For three ‘calm and unusually happy weeks’, Quennell corrected the proofs of his new book while Ann ‘painted flowers and fishes and shells, and Ian hammered out his latest story’.

Like others, Quennell noticed that Fleming ‘worked and played according to a prearranged schedule that nobody might interrupt’. Ian was furious when Quennell, on his way for a morning swim, crossed his view as he lay in bed observing ‘the morning freshness of his garden’. ‘Ann was therefore instructed to suggest that I should change my irritating habit and, so as to remain invisible from Ian’s bedroom, take a longer path behind the house.’

‘Another peculiarity of the place,’ Quennell explained, ‘was that it was always rather hard to get a drink when you wanted it. The
Commander tended to drink in the American way. Vodka martinis or very brown whisky sodas would appear late in the day, and he would drink rather heavily then. But at dinner itself there was seldom anything to drink; and I had usually to ask Ian if I could have some beer; at which Ian would order “A bottle of beer for Mr Quennell, Violet!” in sepulchral and reproving tones, and Violet would throw up her hands and eyes, muttering “Lordie, Lordie!”, and you would feel that you were upsetting the routine of the entire place.’

Fleming strikes a meditative pose looking out of the large main window.

Fleming biographer John Pearson makes the point that readers of the Bond novels might have imagined Goldeneye as some sort of tropical Shangri-La, with luxurious decadence everywhere, but as Ian’s friend Robert Harling, who visited on at least two occasions, commented, Fleming was more like a ‘genial Caribbean squire’. His routine, Pearson wrote, was ‘far closer to the life of some self-absorbed eighteenth-century original than to the glamour of the
international millionaire smart-set who build their summer houses along this coast’.

By now the familiar routine – Violet and the shaving water, the instructions for his breakfast, the swimming, writing, drinking – was set in stone, and ‘traditions’ established for Goldeneye that could not be broken. Although Ian was far less defensive and prickly with other people in Jamaica than he was in England, if his routine was disturbed, it ‘awoke the authoritarian’ in him, as Ann recounted. Violet remembered that ‘Everybody understood that his work came first. They respected his schedule.’ Ian himself said on
Desert Island Discs
in 1963 that unless he stuck to a routine, ‘if I just wait for genius to arrive from the sky, it just doesn’t arrive’.

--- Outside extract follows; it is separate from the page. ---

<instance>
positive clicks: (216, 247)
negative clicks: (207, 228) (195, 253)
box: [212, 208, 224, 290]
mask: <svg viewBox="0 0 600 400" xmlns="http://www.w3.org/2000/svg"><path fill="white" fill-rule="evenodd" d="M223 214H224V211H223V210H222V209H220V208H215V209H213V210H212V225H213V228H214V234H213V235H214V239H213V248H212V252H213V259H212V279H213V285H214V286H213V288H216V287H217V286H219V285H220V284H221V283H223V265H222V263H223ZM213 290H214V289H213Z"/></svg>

Quennell remembered that during his visit in 1954, Fleming ‘evidently enjoyed his work’, writing every day from an early breakfast until nearly one o’clock, ‘shut into his bedroom and protected from the outer world by wooden blinds, through which the rattle of his typewriter, like a burst of machine-gun fire, regularly swept across the terrace’. He worked at Goldeneye ‘with a fierce intensity’.

By 24 February, he had written 30,000 words of his third novel,
Moonraker. Moonraker
is unique in the Bond adventures in that it is set entirely in England. The threat that Bond has to deal with is to Britain alone, rather than, in the two previous books, France and the United States.

The villain, Sir Hugo Drax, ‘a raving paranoiac’, is named after the old sugar estate just down the coast from Goldeneye. Drax Hall was once owned by William Beckford, the gothic novelist recommended by Fleming in his
Horizon
article on the island. In the novel, Drax is one of Britain’s leading businessmen, having made a fortune cornering the market in ‘columbite’, essential for missile technology. Although a bit ‘loud-mouthed and ostentatious’, he is now a national hero, having offered to produce a missile, the Moonraker, designed to give Britain ‘an independent say in world affairs’.